By: Kent Engelke | Capitol Securities

I think yesterday’s data clearly indicates the economy is accelerating. Jobless claims are at the lowest level since December 1969. Real disposable income posted the greatest gain since April 2015 and hourly wages rose by the greatest amount since 2009. Manufacturing increased the most since May 2004 led by strong growth in exports, the greatest jump in six years. Moreover, inventories fell which suggests pent up growth to replenish inventories.

This data coupled with Powell’s congressional testimony was weighing upon the markets before the President proposed the tariffs on steel and aluminum.

In my view, equities sold off because such is inflationary. The cost of production just rose. I will not venture into the discussion about possible trade wars, but rather focus upon monetary policy implications which in my view are the primary determinate of market direction.

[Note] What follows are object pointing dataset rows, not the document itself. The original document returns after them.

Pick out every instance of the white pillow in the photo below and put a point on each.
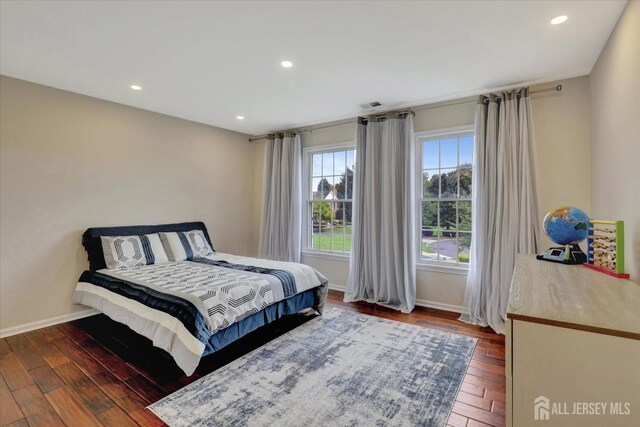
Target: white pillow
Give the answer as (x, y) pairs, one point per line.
(133, 251)
(184, 245)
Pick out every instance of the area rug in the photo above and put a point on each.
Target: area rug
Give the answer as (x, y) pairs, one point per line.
(341, 369)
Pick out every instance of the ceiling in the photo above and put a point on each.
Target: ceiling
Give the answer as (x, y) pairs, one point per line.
(212, 61)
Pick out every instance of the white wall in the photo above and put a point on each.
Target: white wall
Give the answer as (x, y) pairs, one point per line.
(69, 162)
(615, 133)
(561, 123)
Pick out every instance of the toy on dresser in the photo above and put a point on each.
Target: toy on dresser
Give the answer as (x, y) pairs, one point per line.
(605, 248)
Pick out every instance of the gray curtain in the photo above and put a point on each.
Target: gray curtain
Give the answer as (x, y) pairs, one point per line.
(382, 267)
(505, 207)
(280, 226)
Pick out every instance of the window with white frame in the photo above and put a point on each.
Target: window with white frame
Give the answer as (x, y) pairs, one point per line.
(445, 198)
(329, 205)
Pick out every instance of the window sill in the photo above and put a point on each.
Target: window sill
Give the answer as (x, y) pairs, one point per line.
(423, 266)
(327, 255)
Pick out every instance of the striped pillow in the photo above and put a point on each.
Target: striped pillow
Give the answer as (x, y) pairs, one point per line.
(132, 251)
(184, 245)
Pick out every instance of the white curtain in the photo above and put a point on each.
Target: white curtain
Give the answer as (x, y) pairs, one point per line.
(505, 213)
(382, 267)
(280, 226)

It is now common knowledge the markets are dominated by technology based trading; trading that is based entirely upon momentum. According to Bespoke Investment, the technology sector now comprises about 25.1% of the capitalization of the S & P 500, eclipsing the prior record of 25% in November 2000.

A major difference however between today and yesterday is the massive concentration of wealth in just five companies versus about 50 eighteen years ago. These five companies comprise about 14% of the total capitalization. Wow!

A primary component of algorithmic trading models is interest rates. What happens if the unfolding environment is different than the assumed environment?

The assumed environment is not unfolding. Secular stagnation is replaced by accelerating global growth. Interdependency and multipolarism just received another death blow with the proposed tariffs.

As noted several times, approximately 53% of sales from the S & P 500 came from foreign countries. The comparable portion is about 20% in the Russel 2000 as per Bloomberg.

For what it is worth department, according to Bloomberg, the combined monthly import of steel and aluminum totals about $3 billion. It is the fear of retaliation that changes the inflation calculus, hence valuation models.

What will happen today? The condemnation of the proposed tariffs — nothing radical in a historical perspective as President Bush proposed similar tariffs in 2002 — is rising on all sides. Surprisingly, China’s response is relatively muted even as its economy is an export dominated economy defined as domestic growth is predicated upon shipping inexpensively produced goods to the west. Canada, who is the biggest supplier of foreign steel to the US, is loud.

Last night the foreign markets were down. London was down 0.98%, Paris was down 1.80% and Frankfurt was down 2.21%. China was down 0.59%, Japan was down 2.50% and Hang Sang was down 1.48%.

The Dow should open moderately lower from a combination of trade war rhetoric and the unexpected announcement from Japan that it may “exit” QE. The 10-year is unchanged at 2.82%.